We know that for any data set of size $$n$$, the (population) variance formula is stated as

$$\sigma^{2}= \dfrac{\displaystyle\sum_{i=1}^{n}x_{i}^{2}}{n}-\mu^{2},$$

where $$\mu$$ is the mean $$\left(\mu=\dfrac{\sum x_{i}}{n}\right)$$. We first apply this to the original five students. Their mean height is given as $$\mu_{1}=150\ \text{cm}$$ and their variance is $$\sigma_{1}^{2}=18\ \text{cm}^{2}$$. Substituting in the formula, we get

$$\sum_{i=1}^{5}x_{i}^{2}=n\left(\sigma_{1}^{2}+\mu_{1}^{2}\right) =5\left(18+150^{2}\right) =5\left(18+22500\right) =5\times22518 =112590.$$

The sum of their heights is simply $$\sum_{i=1}^{5}x_{i}=n\mu_{1}=5\times150=750.$$

Now a sixth student of height $$x_{6}=156\ \text{cm}$$ joins the group.

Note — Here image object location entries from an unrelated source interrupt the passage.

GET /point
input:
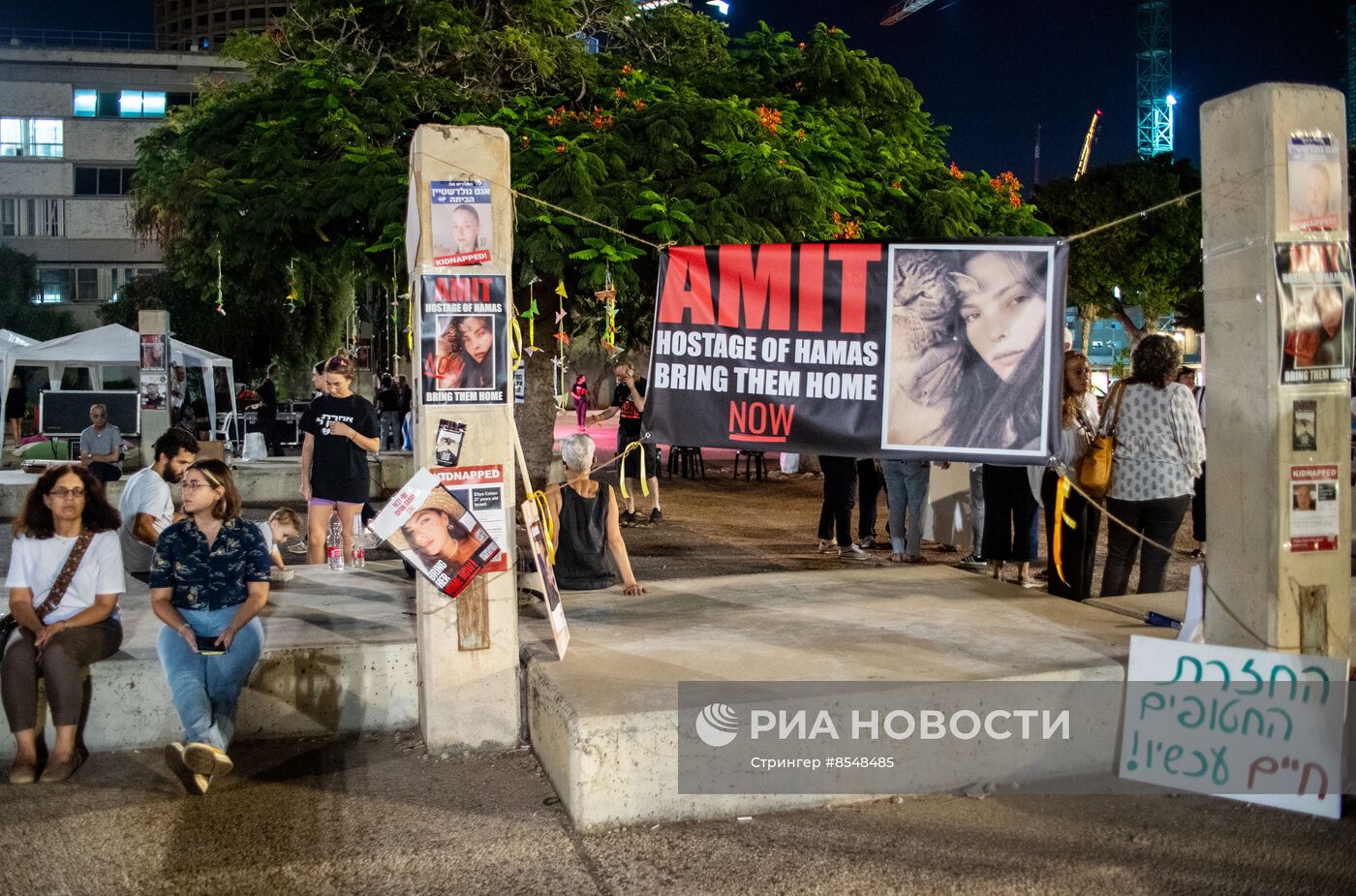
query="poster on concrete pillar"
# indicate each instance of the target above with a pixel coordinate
(463, 223)
(1314, 515)
(925, 350)
(1315, 179)
(1314, 289)
(481, 489)
(463, 339)
(436, 533)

So the new number of students is $$n_{2}=6$$. The new total height becomes

$$\sum_{i=1}^{6}x_{i}=750+156=906,$$

leading to the new mean

$$\mu_{2}=\dfrac{906}{6}=151\ \text{cm}.$$

In the same way, the new sum of squares is

$$\sum_{i=1}^{6}x_{i}^{2}=112590+156^{2}=112590+24336=136926.$$

Applying the variance formula once more, we obtain

$$\sigma_{2}^{2} =\dfrac{136926}{6}-\mu_{2}^{2} =22821-151^{2} =22821-22801 =20\ \text{cm}^{2}.$$

Hence, the correct answer is Option D.